Quel dommage de s’exprimer ainsi. Nous affrontons ce que l’on appelait autrefois un fléau. La situation mérite mieux que ces manœuvres car la souffrance des uns, le courage au quotidien de certains, l’inconséquence ou l’inconscience d’autres, sont des expressions profondes de l’humain qu’il ne faut pas cacher. Agir, dans une telle situation n’est ni participer à une guerre dixit Macron, ni subir un test d’humanité dixit Steinmeier. C’est vivre pleinement, et non plus comme des assistés auxquels ne parviennent que des informations filtrées ou distrayantes. C’est vivre dans la vérité, car c’est voir se révéler les vrais visages de ceux qui nous entourent et les compétences de ceux qui exercent des responsabilités.
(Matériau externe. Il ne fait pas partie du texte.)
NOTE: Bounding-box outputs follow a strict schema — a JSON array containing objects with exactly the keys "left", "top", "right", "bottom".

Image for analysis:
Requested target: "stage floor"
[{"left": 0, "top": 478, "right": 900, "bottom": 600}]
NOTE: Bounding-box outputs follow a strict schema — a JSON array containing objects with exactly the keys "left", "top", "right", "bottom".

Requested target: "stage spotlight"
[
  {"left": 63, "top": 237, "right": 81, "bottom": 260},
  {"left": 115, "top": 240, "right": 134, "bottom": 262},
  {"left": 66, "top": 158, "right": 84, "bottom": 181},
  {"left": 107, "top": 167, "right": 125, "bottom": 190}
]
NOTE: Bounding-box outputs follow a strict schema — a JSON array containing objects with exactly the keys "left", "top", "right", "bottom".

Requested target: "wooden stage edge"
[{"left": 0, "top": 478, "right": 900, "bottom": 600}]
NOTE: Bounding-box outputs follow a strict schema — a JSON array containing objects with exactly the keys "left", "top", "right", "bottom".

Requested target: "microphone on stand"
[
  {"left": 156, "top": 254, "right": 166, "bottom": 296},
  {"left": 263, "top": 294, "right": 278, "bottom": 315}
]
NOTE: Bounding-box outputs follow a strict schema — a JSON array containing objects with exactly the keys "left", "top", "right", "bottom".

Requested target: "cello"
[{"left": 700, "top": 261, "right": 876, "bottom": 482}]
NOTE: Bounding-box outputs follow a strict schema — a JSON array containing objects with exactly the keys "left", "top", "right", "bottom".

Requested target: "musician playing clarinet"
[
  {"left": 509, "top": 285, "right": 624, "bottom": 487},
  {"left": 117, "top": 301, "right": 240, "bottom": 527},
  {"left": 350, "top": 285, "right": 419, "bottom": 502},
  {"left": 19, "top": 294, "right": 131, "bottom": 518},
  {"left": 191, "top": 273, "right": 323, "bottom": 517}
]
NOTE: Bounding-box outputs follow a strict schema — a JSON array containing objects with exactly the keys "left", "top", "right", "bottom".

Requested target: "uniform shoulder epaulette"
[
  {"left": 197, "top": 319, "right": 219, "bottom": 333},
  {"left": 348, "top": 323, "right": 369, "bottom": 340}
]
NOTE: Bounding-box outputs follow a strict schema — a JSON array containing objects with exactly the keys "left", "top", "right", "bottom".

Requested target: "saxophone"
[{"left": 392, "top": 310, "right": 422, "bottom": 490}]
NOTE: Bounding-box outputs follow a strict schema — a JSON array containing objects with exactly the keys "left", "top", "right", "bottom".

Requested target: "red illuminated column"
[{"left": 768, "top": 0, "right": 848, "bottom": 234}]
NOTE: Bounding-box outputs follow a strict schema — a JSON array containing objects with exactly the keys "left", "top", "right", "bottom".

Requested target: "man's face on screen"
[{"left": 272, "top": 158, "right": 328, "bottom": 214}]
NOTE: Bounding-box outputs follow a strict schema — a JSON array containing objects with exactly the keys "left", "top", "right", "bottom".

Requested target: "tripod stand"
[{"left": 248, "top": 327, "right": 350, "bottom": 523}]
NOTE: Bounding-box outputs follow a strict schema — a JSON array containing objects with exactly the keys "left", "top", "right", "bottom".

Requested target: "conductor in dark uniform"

Le confinement paradoxalement constituera, souhaitons-le, l’épreuve principale pour la majorité, en espérant que la maladie reste celle de la plus petite minorité possible. Pascal disait que « le malheur des hommes vient d’une seule chose, qui est de ne pas savoir demeurer en repos dans une chambre ». Puisse cette épreuve faire que chacun découvre mieux ce qu’il est et le sens qu’il donne à sa propre vie pour agir avec justesse.